Une veille de Noël, au retour d'une rencontre entre tous les peuples de cette planète bleue où il avait déployé toutes ses forces pour faire avorter un accord planétaire visant à réduire les impacts dévastateurs des industries, tout en affirmant le contraire à ses concitoyens, le Scrooge s'endormit après avoir fêté dans l'opulence et le luxe.

Au cours de la nuit, il reçut la visite de trois esprits. L'esprit du passé lui montra d'où lui venait cette cupidité et cette étroitesse d'esprit. L'esprit du présent lui fit voir les gens qui, en dépit de ses politiques destructrices, se regroupaient pour fêter ensemble et s'organiser en petites communautés pour partager et réduire l'impact humain sur leur environnement.

L'esprit du futur lui laissa entrevoir les terres nues et dévastées de son pays, ses descendants et d'autres habitants des Prairies comprenant que tout l'argent accumulé ne se mange pas, son peuple affamé errant en quête de subsistance et de rares sources d'eau, des nuées de réfugiés provenant de terres inondées. Finalement, l'esprit l'emmena sur sa tombe, une quelconque pierre grugée par la pollution dans un cimetière laissé à l'abandon et sur laquelle on pouvait lire: «Ci-gît un de ceux qui ont refusé de sauver l'humanité.»

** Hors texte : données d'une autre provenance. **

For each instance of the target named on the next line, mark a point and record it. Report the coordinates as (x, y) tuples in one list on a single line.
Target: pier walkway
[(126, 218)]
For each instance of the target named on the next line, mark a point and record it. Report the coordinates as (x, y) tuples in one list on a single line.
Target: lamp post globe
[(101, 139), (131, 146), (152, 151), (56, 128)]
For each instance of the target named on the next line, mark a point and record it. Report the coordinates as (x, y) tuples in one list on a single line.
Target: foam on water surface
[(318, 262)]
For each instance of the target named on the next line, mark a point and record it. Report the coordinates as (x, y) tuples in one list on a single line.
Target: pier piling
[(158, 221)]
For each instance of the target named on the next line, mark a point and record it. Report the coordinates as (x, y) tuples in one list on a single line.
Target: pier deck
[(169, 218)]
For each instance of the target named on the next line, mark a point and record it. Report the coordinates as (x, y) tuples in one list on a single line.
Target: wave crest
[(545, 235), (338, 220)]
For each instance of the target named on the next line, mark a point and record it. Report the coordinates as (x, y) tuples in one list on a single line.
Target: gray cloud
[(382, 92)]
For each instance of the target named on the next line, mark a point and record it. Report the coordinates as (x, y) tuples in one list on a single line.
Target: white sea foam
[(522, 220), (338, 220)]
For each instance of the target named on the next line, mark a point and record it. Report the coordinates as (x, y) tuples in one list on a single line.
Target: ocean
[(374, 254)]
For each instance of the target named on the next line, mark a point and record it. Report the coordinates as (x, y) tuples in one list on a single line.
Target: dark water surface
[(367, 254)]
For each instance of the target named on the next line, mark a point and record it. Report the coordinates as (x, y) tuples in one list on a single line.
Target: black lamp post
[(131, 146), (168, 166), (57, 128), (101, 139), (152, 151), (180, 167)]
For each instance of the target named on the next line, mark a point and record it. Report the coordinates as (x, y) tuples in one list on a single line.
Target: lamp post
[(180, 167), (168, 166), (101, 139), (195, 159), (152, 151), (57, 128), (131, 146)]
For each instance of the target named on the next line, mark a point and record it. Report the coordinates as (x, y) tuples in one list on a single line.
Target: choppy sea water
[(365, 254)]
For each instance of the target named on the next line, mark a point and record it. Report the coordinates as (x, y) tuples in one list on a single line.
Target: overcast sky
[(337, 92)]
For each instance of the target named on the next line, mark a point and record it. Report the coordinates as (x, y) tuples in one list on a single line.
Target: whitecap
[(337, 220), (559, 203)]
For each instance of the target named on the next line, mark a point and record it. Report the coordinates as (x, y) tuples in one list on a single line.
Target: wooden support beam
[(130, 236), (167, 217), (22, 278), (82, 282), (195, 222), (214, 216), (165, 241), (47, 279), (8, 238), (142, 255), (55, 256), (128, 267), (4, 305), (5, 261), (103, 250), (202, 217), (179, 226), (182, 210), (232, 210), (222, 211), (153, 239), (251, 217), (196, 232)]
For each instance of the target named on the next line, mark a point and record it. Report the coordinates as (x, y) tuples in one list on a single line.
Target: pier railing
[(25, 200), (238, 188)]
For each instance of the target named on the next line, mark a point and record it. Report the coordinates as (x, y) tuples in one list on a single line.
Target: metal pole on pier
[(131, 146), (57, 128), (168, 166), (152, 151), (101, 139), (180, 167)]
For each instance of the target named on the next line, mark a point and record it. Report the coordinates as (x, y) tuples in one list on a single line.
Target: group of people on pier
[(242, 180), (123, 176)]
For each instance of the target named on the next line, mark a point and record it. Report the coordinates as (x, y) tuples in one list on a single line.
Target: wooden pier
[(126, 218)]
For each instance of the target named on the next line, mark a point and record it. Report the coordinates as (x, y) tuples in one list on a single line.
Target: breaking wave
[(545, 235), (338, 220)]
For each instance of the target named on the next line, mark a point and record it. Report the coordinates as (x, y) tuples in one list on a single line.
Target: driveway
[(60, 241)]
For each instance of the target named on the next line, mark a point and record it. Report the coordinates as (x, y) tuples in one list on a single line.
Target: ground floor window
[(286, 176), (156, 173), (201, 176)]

Contrairement à l'heureux dénouement du conte de Dickens, le Scrooge des Prairies ne s'est pas réveillé en comprenant ses erreurs. Mais l'histoire n'est pas terminée, et c'est à chacun d'entre nous de participer à son dénouement. Laisserons-nous l'industrie de l'or noir polluer notre environnement et notre réputation? Aurons-nous le courage et la détermination de nous regrouper en communautés autour de projets qui minimisent nos impacts environnementaux et laissent un répit à notre planète, ce qui lui permettra peut-être de se guérir suffisamment vite pour que nos petits-enfants ne vivent pas dans le cauchemar anticipé par les prédictions des scientifiques? Combien de temps encore attendrons-nous? Combien de temps nous reste-t-il? Trop peu pour rester les bras croisés à attendre!